Parole di dolore ma anche forza, coraggio, speranza e forza

da una lettrice:

“E’ molto che ci penso a scrivere due righe sulla mia esperienza. Forse perché in un clima di giusta condanna del narcisismo, riconoscere tracce di questo disturbo anche in se stesse è difficile. Ma qui parliamo di narcisismo patologico, no? Di quello che ti impedisce completamente di vedere gli altri. La sostanza della mia esperienza è più o meno questa: per me superare la mia dipendenza da un narcisista ha significato dover riconoscere la mia quota di narcisismo. Ormai di P. avevo destrutturato ogni atteggiamento, avevo gettato luce su ogni meccanismo alla base del suo comportamento. Avevo capito esattamente come agiva, sia consciamente che inconsciamente. Eppure ogni volta che tornava a farsi sentire, potevo resistere un po’ di più o un po’ di meno, ma sempre finivo col ricaderci. Perché S., maledizione? Sai tutto ormai, no? Hai studiato più il narcisismo che il più difficile degli esami universitari. Ma continuavo a cedere.

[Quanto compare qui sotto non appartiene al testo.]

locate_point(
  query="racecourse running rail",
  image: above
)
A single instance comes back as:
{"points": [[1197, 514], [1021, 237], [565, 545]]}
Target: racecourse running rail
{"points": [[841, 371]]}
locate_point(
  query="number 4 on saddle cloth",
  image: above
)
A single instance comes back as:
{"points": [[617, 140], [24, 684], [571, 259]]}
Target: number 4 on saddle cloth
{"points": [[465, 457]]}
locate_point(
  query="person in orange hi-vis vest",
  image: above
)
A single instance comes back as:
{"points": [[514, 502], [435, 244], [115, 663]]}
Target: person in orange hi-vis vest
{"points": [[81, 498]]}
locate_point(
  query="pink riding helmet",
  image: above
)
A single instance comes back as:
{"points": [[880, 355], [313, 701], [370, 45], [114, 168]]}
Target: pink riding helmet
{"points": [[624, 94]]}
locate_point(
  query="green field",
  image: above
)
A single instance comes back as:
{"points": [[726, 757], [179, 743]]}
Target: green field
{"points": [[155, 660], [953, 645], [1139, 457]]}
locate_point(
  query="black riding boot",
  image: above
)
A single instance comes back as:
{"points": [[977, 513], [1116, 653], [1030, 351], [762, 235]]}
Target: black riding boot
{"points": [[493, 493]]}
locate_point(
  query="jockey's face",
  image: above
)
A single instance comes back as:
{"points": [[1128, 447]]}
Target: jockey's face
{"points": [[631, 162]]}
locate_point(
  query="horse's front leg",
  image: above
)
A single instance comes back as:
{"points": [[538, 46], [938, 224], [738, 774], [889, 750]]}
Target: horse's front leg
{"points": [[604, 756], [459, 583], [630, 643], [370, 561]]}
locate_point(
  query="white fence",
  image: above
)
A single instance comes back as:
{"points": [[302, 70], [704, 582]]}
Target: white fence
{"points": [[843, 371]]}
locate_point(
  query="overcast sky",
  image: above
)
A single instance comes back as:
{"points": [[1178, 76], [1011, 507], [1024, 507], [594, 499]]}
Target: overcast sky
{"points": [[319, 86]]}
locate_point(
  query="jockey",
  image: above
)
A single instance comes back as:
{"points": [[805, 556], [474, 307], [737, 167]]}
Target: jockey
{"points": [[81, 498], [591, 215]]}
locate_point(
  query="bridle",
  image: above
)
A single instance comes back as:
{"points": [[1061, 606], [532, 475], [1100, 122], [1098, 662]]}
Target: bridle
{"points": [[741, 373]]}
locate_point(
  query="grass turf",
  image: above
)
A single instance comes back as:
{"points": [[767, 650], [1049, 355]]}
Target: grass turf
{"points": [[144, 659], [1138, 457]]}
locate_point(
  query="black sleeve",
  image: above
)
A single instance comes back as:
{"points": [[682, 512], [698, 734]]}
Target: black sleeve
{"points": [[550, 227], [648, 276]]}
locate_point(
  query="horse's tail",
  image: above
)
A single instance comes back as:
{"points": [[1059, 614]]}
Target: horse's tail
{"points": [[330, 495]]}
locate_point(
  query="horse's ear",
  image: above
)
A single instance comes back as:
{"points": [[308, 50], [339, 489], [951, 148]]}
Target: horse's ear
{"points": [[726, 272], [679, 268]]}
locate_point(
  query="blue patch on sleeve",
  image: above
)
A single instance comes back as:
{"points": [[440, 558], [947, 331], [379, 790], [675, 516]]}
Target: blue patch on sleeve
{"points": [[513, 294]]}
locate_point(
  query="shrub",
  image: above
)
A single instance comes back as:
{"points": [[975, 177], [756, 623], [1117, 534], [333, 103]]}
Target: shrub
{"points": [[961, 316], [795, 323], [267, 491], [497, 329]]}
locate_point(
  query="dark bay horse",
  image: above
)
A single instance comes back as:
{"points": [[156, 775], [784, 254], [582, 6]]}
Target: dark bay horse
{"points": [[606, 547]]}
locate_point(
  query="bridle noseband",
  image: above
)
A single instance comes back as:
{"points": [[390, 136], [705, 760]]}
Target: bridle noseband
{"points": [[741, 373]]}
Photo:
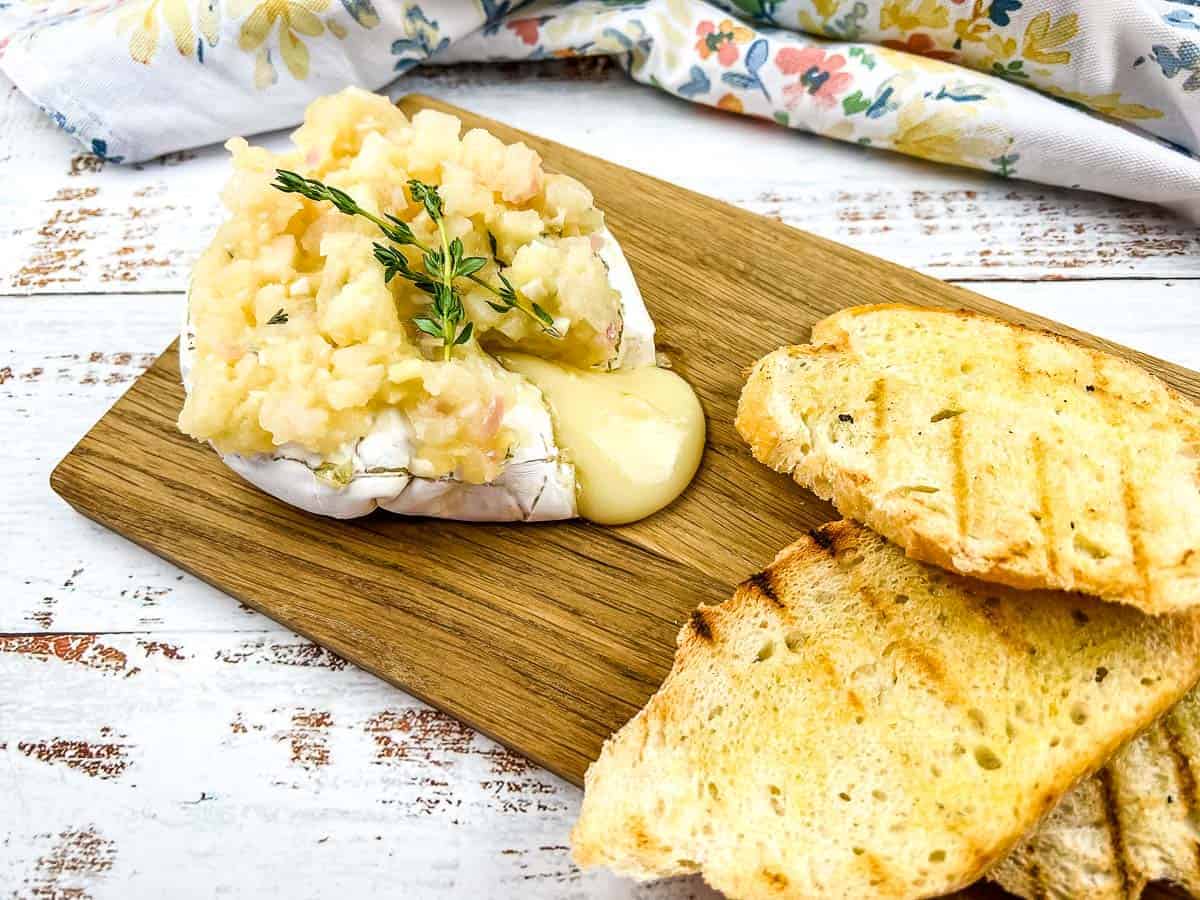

Ho continuato finché ad un certo punto, non so bene perché, forse solo perché mi sentivo abbastanza forte per poterlo fare, ho iniziato a guardare a me stessa. Allora mi son resa conto che, anche se tutto questo prendi e molla, tutte queste parole ed emozioni tradite, mi facevano sentire usata, ma ancor peggio stupida, ridicola… anche se ogni vano ritorno rappresentava sempre un rinnovato malessere ed una nuova delusione , per quanto forse ogni volta meno bruciante.. anche se ogni volta sapevo già che il finale, che tante volte mi son raccontata delineandolo nei minimi dettagli, non ci sarebbe mai stato… nonostante tutto non riuscivo a tirarmi indietro per una ragione ben precisa. Non riuscivo a trattenermi dall’accostarmi alla tavola sapientemente imbandita da P., pur consapevole che sotto al portavivande lucente si celava sempre la solita deludente minestrina, perché tutto quello era necessario ad alimentare il mio di narcisismo. Nonostante non fossi mai davvero scelta mi sentivo comunque estremamente gratificata dall’essere comunque quella che alla fine lui cercava sempre. Nonostante la vita, nonostante gli altri incontri, le altre storie, le migliaia di chilometri, nonostante tutto alla fine lui aveva bisogno di me. Io solo potevo essere insieme l’amica, l’amante, la compagna di certe emozioni. Mi diceva di non aver amato mai nessun altra e tante altre cose che anche voi conoscete bene. Sentivo di essere speciale. E in fondo mi sentivo migliore di tutte le persone che si accontentano di poco, di tutti quelli che non hanno mai vissuto la “corrispondenza perfetta”. (io l’ho vissuta si. Tutta nella mia testa però mi sa) Mettere a fuoco che io non riuscivo a rinunciare a lui per questo mio bisogno di essere speciale è stato un trauma all’inizio. Rinunciare a sentirmi così speciale è stato il passo necessario. Che al momento giusto è avvenuto in realtà neanche tanto dolorosamente. Naturalmente, direi. Nel momento in cui ho imparato a ridere un po’ di me e insieme a sentirmi speciale per me stessa e basta. Magari diventando più antipatica ad alcuni. Ma pazienza.”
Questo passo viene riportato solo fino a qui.